The biopic kicks off right before the legendary performance of Queen at Live Aid in 1985. Lead singer Freddie Mercury (Rami Malek) is shown gearing himself up for the show that would affect the lives of nearly everyone who witnessed it, as one of the band’s many hits, “Somebody to Love,” can be heard playing in the background.

Before Mercury and the band enter onto the stage, the scene cuts to the year 1970, when Mercury is working a run-of-the-mill job at Heathrow Airport with not an inkling of the glory that is to come. Later that night he goes to the concert of a band called Smile, where he first meets his future bandmates, Roger Taylor (Ben Hardy) and Brian May (Gwilym Lee), and his life-long friend, Mary Austin (Lucy Boynton). The band’s original lead singer quits that night, so the young Freddie Mercury decides to establish himself as their new voice.

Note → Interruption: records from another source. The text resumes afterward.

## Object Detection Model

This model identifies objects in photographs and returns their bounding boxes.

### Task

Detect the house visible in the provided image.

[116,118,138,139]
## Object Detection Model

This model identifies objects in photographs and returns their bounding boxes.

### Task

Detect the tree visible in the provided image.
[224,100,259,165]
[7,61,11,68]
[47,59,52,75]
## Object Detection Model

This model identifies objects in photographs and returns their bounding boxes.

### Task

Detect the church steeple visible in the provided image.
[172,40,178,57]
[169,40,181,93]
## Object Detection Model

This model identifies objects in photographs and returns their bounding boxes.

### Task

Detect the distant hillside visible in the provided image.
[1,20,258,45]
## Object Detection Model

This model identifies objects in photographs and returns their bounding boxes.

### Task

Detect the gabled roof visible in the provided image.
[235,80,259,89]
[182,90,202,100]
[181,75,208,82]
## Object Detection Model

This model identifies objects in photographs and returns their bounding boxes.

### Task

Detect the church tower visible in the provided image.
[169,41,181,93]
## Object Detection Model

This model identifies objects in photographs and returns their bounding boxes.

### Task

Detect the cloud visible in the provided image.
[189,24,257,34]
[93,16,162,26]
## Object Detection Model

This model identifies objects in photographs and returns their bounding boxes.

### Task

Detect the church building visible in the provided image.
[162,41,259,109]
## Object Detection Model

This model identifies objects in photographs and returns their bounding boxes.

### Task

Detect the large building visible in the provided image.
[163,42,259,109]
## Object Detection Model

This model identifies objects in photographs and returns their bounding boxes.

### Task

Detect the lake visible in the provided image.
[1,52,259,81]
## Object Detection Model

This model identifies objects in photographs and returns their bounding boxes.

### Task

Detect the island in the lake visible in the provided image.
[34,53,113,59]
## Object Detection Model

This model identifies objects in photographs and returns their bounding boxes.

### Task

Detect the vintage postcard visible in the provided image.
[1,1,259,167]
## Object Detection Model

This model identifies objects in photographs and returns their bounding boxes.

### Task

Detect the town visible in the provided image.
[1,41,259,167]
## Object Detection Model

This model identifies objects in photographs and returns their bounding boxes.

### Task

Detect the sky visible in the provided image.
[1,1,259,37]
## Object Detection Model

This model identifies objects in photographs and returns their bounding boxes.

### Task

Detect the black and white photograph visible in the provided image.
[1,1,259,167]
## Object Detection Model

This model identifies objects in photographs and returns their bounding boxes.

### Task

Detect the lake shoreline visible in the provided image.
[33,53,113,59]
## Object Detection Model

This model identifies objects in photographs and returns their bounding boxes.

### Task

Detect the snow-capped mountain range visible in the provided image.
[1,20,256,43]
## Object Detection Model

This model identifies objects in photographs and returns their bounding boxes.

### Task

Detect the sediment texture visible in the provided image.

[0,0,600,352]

It’s a nearly inarguable truth that Mercury’s unique creative vision is what not only made the band so successful, but changed the music industry’s view of the unconventional. This very particular perspective on music and life was shown extremely thoroughly in the film.

While the movie mostly details Mercury’s life, the rest of the legendary band is still a massive part of the picture, just as they were a massive part of his real life. The movie’s casting was extremely spot on, in regards to the band members. All of the cast members look very much like their real-life counterparts, especially Gwilym Lee as Brian May, the band’s lead guitarist. Lee really captured May’s quiet demeanor, while also looking just like him.

Most of the movie’s major plot points are paired with the creation of one of the band’s hits. The biopic plays through Mercury’s engagement and eventual breakup with Mary Austin with the song “Love of my Life,” his brief solo career with the making of the album “Mr. Bad Guy,” and his experience with the AIDS virus with “Who Wants to Live Forever.”

One of the biggest complaints from critics is how the movie portrayed Mercury’s battle with AIDS. It was not one of the biggest focuses of the movie and some think it should have been. However, the people closest to him knew that he did not want to become a poster-child for the virus, hence why he didn’t reveal he was even infected until the day before his death. So making the movie a sob story, rather than a celebration of Mercury’s life, would have been a great disservice to him.  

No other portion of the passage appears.